Wednesday, June 19, 2013

Better than Expected

Wednesday, June 19th
Day Off #3

I'd wanted to visit the Bingham Gallery, which showcases the work of Maynard Dixon,
ever since reading about it several years ago.   We had intended to stop Monday on the way to Escalante but missed the sign.  Canceling the Phipps Arch hike cleared our agenda for today, so we made the gallery our destination. 
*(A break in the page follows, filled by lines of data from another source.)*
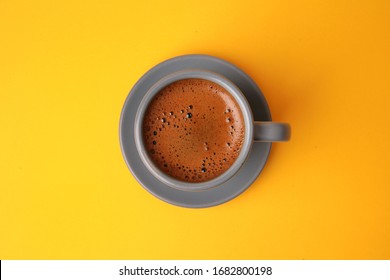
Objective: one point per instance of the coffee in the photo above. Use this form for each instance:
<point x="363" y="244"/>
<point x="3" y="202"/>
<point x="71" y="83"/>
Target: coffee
<point x="193" y="130"/>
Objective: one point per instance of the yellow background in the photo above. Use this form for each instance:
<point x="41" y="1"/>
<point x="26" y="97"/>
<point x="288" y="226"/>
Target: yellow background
<point x="67" y="67"/>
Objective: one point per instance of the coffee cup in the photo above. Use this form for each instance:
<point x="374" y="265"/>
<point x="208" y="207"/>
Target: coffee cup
<point x="222" y="162"/>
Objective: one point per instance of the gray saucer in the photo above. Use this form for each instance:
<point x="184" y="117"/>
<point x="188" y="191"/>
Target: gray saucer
<point x="243" y="178"/>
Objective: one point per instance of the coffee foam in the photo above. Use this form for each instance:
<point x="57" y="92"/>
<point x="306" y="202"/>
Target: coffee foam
<point x="193" y="130"/>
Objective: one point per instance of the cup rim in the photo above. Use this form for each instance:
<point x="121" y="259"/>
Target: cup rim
<point x="194" y="74"/>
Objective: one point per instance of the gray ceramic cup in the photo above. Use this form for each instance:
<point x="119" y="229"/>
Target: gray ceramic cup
<point x="254" y="131"/>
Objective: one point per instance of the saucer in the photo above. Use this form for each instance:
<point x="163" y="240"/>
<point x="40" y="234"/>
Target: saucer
<point x="241" y="180"/>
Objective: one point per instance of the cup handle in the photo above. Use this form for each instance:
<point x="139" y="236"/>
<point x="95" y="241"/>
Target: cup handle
<point x="271" y="132"/>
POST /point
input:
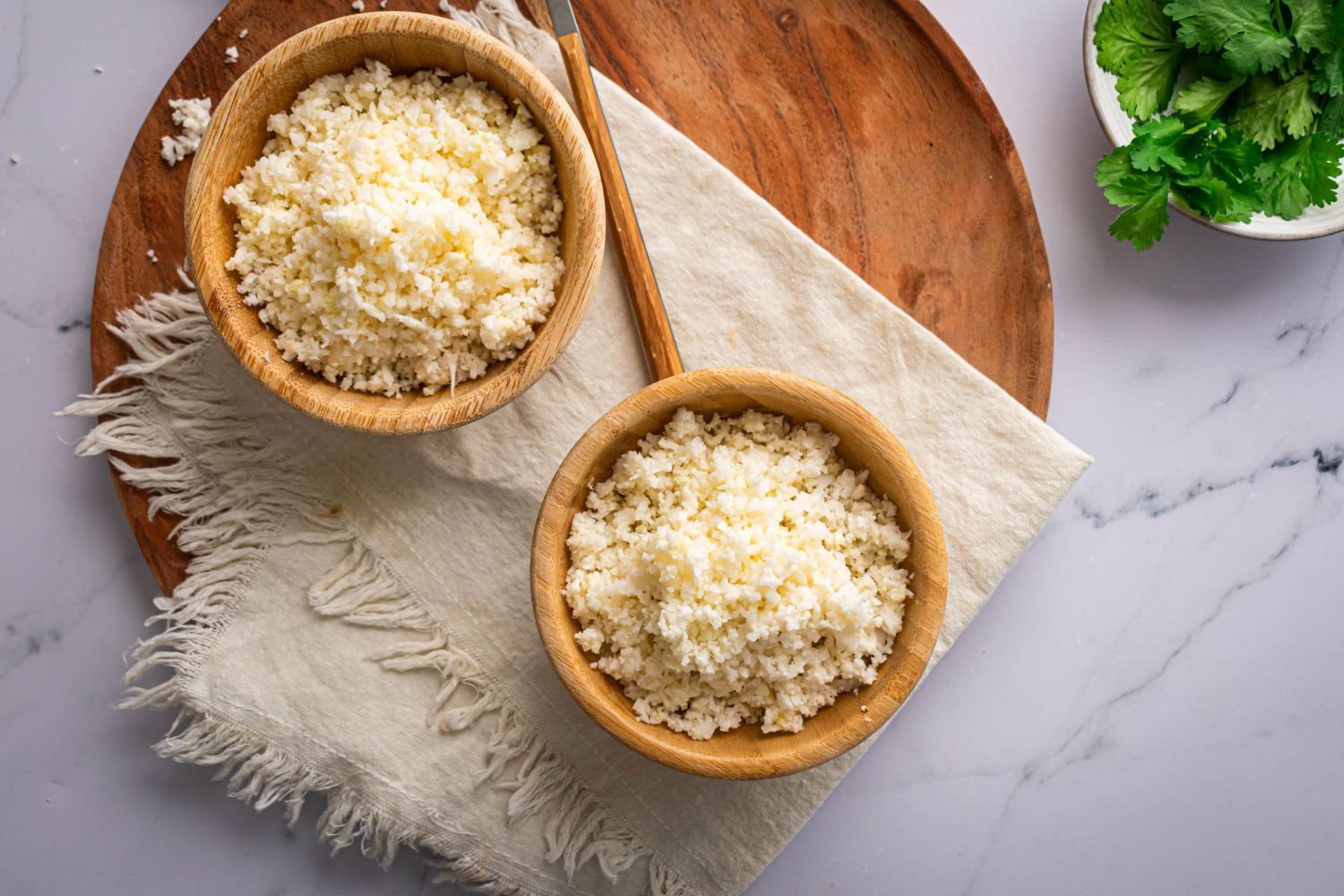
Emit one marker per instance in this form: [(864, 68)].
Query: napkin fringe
[(362, 591), (234, 493)]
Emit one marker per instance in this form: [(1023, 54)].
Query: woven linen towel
[(349, 587)]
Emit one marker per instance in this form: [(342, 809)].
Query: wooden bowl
[(865, 444), (406, 42)]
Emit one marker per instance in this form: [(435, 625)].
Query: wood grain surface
[(744, 753), (859, 120), (642, 285), (238, 131)]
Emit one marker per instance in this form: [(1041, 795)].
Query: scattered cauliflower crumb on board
[(193, 116), (400, 233), (737, 571)]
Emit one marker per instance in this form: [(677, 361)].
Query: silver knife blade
[(562, 18)]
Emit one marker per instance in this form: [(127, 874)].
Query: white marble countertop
[(1153, 700)]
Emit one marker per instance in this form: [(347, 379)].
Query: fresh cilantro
[(1206, 167), (1273, 70), (1273, 110), (1328, 73), (1301, 172), (1244, 30), (1311, 29), (1332, 118), (1134, 42), (1202, 99)]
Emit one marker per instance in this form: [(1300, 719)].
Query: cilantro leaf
[(1142, 194), (1301, 172), (1145, 222), (1311, 29), (1167, 142), (1328, 75), (1226, 188), (1202, 99), (1241, 29), (1271, 110), (1134, 42), (1332, 118)]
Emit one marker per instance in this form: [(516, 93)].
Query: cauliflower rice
[(737, 571), (400, 231)]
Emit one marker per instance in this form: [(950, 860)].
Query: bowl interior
[(865, 444), (405, 42), (1120, 131)]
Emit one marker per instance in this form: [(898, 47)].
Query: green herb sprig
[(1258, 126)]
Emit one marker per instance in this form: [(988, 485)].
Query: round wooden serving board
[(859, 120)]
What fortunate timing! We arrived a few minutes after 10:00, just as the owner was  unlocking the doors.  He told us the docent-led tour requires a reservation but the self-guided tour doesn't and Mrs. Bingham, at the house preparing for a day-camp group, could answer our questions.  The house is a small, simple, straight-forward cabin set in a shaded cove well-watered by an irrigation ditch with a spectacular view of southern Utah's iconic cliffs.                
 


 
 
 
Dixon's Thunderbird insignia above door to his studio
 

We encountered Mrs. Bingham inside the cabin and talked with her for 20 or 30 minutes.  She told us much of what you'd learn in the guided tour as well as how they came to own the property.  After working for Xerox in California during the dot.com era, they became art dealers specializing in works by Dixon and his contemporaries. 




'The Navajo'

They bought the home, studio and additional acreage following the death of Milford Zornes, a watercolor artist, who purchased it from Dixon's widow.   In 1999 they created the non-profit Thunderbird Foundation to preserve and maintain the property as a living history museum.

 
Dixon requested that his ashes be brought to Mt. Carmel.
They are buried beneath this boulder.

Touched and impressed by what we'd seen, we returned to the gallery and offered to take brochures and a poster to display at Parry Lodge.  Mr. Bingham told us about the collection of John K. Hillers* photographs they had purchased in the late 1990's  and showed us several of his portraits of Native Americans.  The collection will be sold at auction in the near future and the Binghams desperately want it to remain in this area.  In addition to the advertising materials, he sent us home with eight of Hillers' Native American prints and a book about Hillers' experiences traveling in the Southwest.

*Hillers served as the photographer for John Wesley Powell's second expedition (1872)down the Colorado River and for the Bureau of American Ethnology.
 


'Indian Boy and His Dog'
 

All that culture made us quite hungry so we stopped at the Thunderbird Restaurant for lunch and their Ho-Made Pie.